Consultatio, the company founded and run by Eduardo Costantini, has projects underway both in the country and abroad. They are few but ambitious: a tower in the Puerto Madero neighborhood of Buenos Aires that will be the country’s largest in terms of office space; a residential tourist complex in Uruguay, another on Miami’s Key Biscayne, and his two “city-towns” of Nordelta and Puertos del Lago, located to the north of Argentina’s capital.
With Nordelta, some 30 kilometers (19 miles) outside Buenos Aires, Costantini developed the concept of integrated urban complexes, meaning suburban areas in an rural environment, with all the services of a city, including education, entertainment and health care.
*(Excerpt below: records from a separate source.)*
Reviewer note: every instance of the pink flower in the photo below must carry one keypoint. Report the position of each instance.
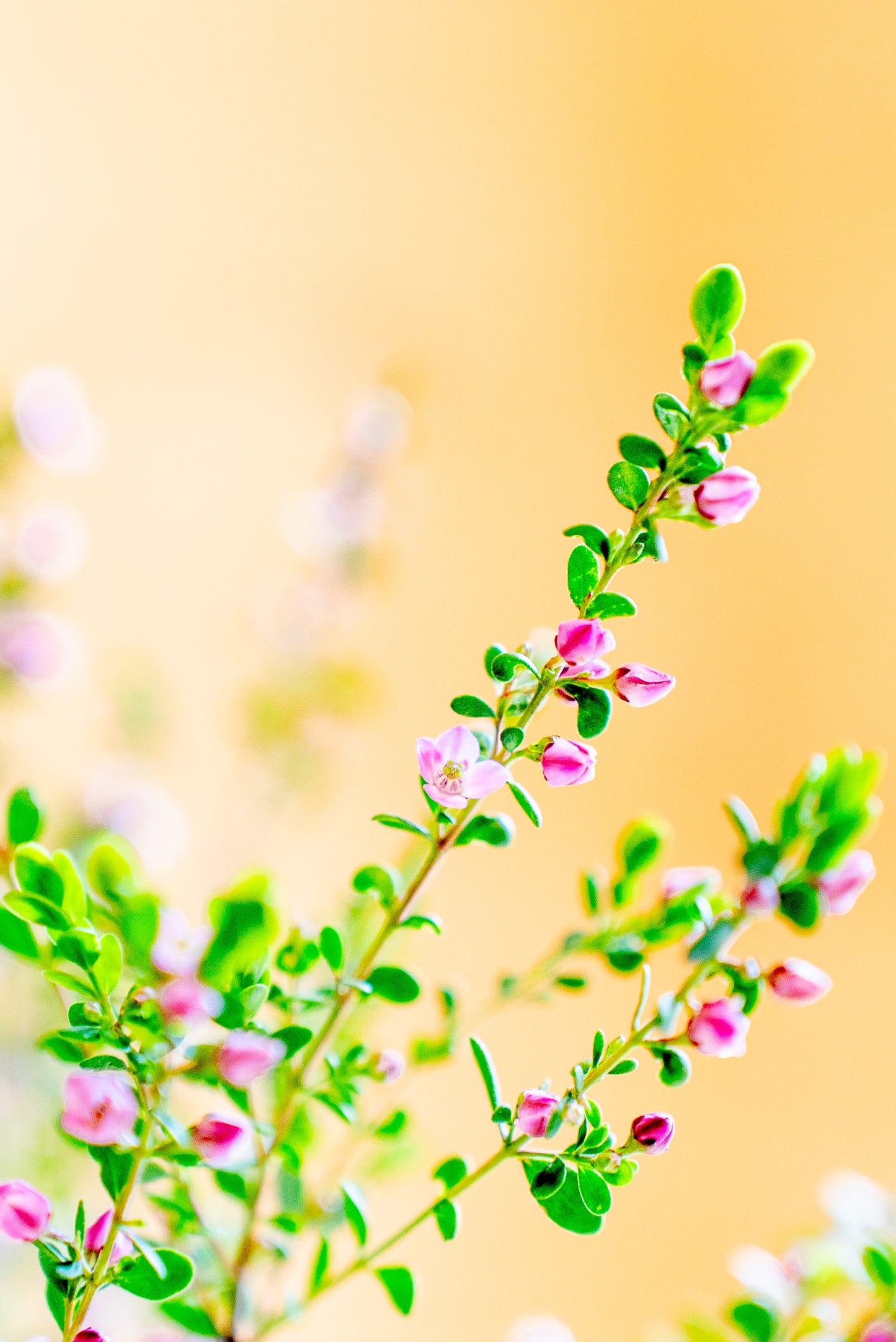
(580, 642)
(761, 897)
(725, 380)
(799, 981)
(727, 495)
(179, 948)
(190, 1003)
(25, 1212)
(534, 1111)
(98, 1233)
(453, 771)
(639, 685)
(719, 1028)
(568, 763)
(222, 1141)
(841, 887)
(246, 1055)
(654, 1132)
(703, 881)
(101, 1109)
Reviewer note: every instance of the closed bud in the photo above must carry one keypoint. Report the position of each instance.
(799, 981)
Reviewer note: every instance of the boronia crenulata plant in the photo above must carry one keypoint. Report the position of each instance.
(239, 1222)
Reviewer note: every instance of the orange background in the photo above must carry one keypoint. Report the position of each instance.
(228, 218)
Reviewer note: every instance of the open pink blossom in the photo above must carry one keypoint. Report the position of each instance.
(703, 881)
(190, 1003)
(100, 1109)
(246, 1055)
(179, 948)
(98, 1233)
(799, 981)
(25, 1212)
(534, 1111)
(223, 1142)
(727, 495)
(453, 771)
(841, 886)
(568, 763)
(725, 380)
(639, 685)
(721, 1028)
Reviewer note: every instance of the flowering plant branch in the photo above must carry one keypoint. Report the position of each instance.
(275, 1021)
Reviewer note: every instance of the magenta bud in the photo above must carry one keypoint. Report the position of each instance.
(534, 1111)
(100, 1109)
(719, 1028)
(654, 1132)
(568, 763)
(727, 495)
(799, 981)
(725, 380)
(222, 1142)
(761, 897)
(841, 887)
(580, 642)
(25, 1212)
(249, 1054)
(639, 685)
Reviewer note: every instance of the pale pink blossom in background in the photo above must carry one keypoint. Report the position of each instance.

The scope of the project is overwhelming. It’s developed on 1,600 hectares (3,953 acres) upon which 20 neighborhoods and even a water treatment plant were constructed, and it will be inhabited by 100,000 people when all the owners move in. Construction required the removal of 23 million cubic meters of soil, the installation of 141 kilometers (87 miles) of gas and electrical networks and the construction of 180 hectares (444 acres) worth of artificial lakes, which is what gave Argentina’s first city-town its unique profile.
Just setting up the underpinnings of Nordelta required an infrastructure investment of $350 million and today the pro-ject is a registered trademark of Consultatio and Costantini. In this city that he erected there are four schools providing education to 3,000 students, one health center, as well as movie theaters, banks, gas stations, supermarkets and even a five star hotel, the Nordelta InterContinental. The builder did not leave out sports either. He built an 18-hole golf course designed by Jack Nicklaus, the essential tennis courts and soccer fields, and a marina with a port for sports activities.
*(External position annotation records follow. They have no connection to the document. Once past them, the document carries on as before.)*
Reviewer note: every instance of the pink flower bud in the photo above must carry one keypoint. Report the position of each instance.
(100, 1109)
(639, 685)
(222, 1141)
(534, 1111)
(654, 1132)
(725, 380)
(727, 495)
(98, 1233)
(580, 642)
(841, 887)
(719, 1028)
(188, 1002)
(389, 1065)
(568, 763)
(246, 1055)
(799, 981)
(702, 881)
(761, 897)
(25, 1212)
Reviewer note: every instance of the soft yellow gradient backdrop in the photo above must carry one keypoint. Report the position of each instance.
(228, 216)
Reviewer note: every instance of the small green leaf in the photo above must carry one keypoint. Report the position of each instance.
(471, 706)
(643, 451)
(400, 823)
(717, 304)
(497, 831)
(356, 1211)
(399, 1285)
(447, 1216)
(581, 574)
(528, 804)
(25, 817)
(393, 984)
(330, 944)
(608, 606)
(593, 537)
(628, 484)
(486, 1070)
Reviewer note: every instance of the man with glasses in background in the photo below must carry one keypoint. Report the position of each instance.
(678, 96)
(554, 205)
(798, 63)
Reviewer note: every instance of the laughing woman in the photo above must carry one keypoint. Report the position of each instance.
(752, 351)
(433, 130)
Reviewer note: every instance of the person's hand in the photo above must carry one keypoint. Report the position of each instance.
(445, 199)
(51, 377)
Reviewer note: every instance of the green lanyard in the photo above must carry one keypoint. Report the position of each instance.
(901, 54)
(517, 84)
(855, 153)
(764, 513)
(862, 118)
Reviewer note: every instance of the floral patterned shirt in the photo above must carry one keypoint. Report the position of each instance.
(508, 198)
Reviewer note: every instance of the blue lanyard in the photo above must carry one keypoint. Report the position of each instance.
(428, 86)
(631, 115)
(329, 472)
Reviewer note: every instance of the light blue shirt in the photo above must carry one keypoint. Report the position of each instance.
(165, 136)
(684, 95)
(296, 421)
“Making a city is diversity in a bundle. Nordelta is an organism. It is a different habitat, different densities between houses and condominiums,” Costantini explains. “It is a rotund project in its totality, it has a political, community aspect because we are creating community.”
Following Nordelta is Puertos del Lago, now in full cons-truction, and future home to 70,000 people. This project is located 44 kilometers (27 miles) outside Buenos Aires, in Escobar, also in the northern zone, and Consultatio has almost 1,400 hectares (3,459 acres) on which to develop a profile similar to the previous one.
But Costantini is not stopping there. Following the office towers and homes and city-towns are real estate developments in relaxation areas. In Uruguay, with its beaches that draw the Argentine public, he is building Las Garzas, a 240 hectares(593 acre) residential tourist center, with almost 500 lots to build on and access to the beaches. And in Key Biscayne, at the door to Miami, lies a residential complex with 165 homes, beach access and all the services that could interest a buyer with high purchasing power.